Troy Baker im Porträt

"Die Spielebranche hat sich revolutioniert, aber es gibt noch immer zu wenig starke Frauenrollen"

Interview Benjamin Kratsch

„Die Welt spielt sich in deinem Kopf ab“

„Theatre of Mind“ ist eine häufige Wortkonstellation, die Troy Baker gerne benutzt. Er meint damit die Vorstellungskraft, das Theater im Kopf. „Das wichtigste was du an der Schauspielschule lernst, ist dich in eine Rolle hineinzuversetzen. Das ist der Grund, warum Oskar-Gewinner sich mitunter in Nervenheilanstalten einweisen lassen oder drastisch abmagern, einfach um sich auf den Charakter voll einzustellen und praktisch er zu werden.“ Er müsse sich also immer die Frage stellen, was würde Joel in „The Last of Us“ jetzt tun. Oder Booker de Witt in „BioShock: Infinite“.

„Und vor allem musst du dich fragen, was würde er nicht tun. Was passt nicht zu ihm. Wobei auch das natürlich ein starkes Storytelling-Werkzeug sein kann, denn wenn du etwas tust, was keiner erwartet, änderst du die Wahrnehmung deines Charakters für den Spieler.“ Studios versuchten sich darauf einzustellen, doch häufig sei das Spiel noch in einer sehr frühen Phase. „Nehmen wir beispielsweise jene Szene, wo Joel und Ellie das erste Mal auf Sarah reffen. Sie haben uns Skizzen gemalt, wie das Haus aussehen soll, damit wir uns beim Performance Capturing die Räume ungefähr vorstellen konnten.

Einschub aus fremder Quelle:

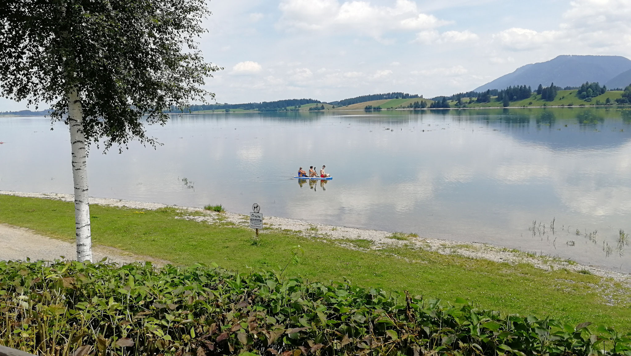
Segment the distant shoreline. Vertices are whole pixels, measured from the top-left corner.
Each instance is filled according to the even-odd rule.
[[[259,112],[259,113],[264,113],[264,112],[316,112],[316,113],[317,113],[317,112],[331,112],[331,111],[365,111],[366,112],[384,112],[384,111],[392,111],[392,110],[410,110],[410,111],[418,111],[418,110],[463,110],[463,109],[477,109],[477,110],[480,110],[480,109],[542,109],[542,108],[548,108],[548,107],[562,107],[562,108],[566,108],[566,109],[574,109],[574,108],[585,109],[585,108],[590,108],[590,107],[611,107],[611,108],[615,108],[615,109],[622,109],[623,107],[629,107],[629,106],[631,106],[631,104],[629,104],[629,105],[574,105],[574,106],[567,106],[567,105],[559,105],[559,106],[509,106],[509,107],[501,107],[501,106],[497,106],[497,107],[436,107],[436,108],[432,108],[432,109],[430,109],[428,107],[426,107],[426,108],[424,108],[424,109],[397,108],[397,109],[382,109],[381,110],[364,110],[363,109],[341,109],[338,110],[338,109],[332,109],[321,110],[318,110],[318,111],[309,111],[309,110],[303,110],[303,111],[284,111],[284,110],[283,111],[256,111],[256,110],[252,110],[252,111],[230,111],[230,112],[226,112],[225,111],[220,111],[220,109],[217,109],[217,112],[170,112],[170,113],[169,113],[169,115],[181,115],[182,114],[189,114],[189,115],[190,114],[202,115],[202,114],[252,114],[253,112]]]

Das war glaube ich vor allem für Annie (Anm. d. Red.: Annie Wersching, spielte FBI Agent Renee Walker in 24 Staffel 8) super spannend, weil sie vorher ein Jahr an einem komplett ausgestatteten Multi-Millionen-Dollar teuren Set des Weissen Hauses oder der FBI-Zentrale von "24“ gearbeitet hatte“, erinnert sich Troy. "Aber so etwas macht dich als Schauspieler/in total an, weil es etwas Neues ist, eine frische Herausforderung. Für mich hingegen war vor allem die letzte Szene mit Sarah schauspielerisch extrem anspruchsvoll. ACHTUNG SPOILER: „Ich rede von jener Szene, als Sarah - meine Tochter im Spiel - stirbt. Joel war zu diesem Zeitpunkt quasi ein echter Mensch für mich geworden, Sarah genau so. Entsprechend emotional hat uns das alle mitgenommen, da sind hinterher sogar einige Tränen geflossen.“ Das wichtigste für mich persönlich ist aber eigentlich, das wir mittlerweile an einem Punkt angekommen sind, wo wir weibliche Rollen nicht mehr aus Marketingzwecken oder sexualisierten Gründen im Drehbuch haben, sondern sie wirklich starke Rollen spielen. Ich finde das hat sich gebessert, aber es gibt noch immer zu wenige exzellente Frauenrollen."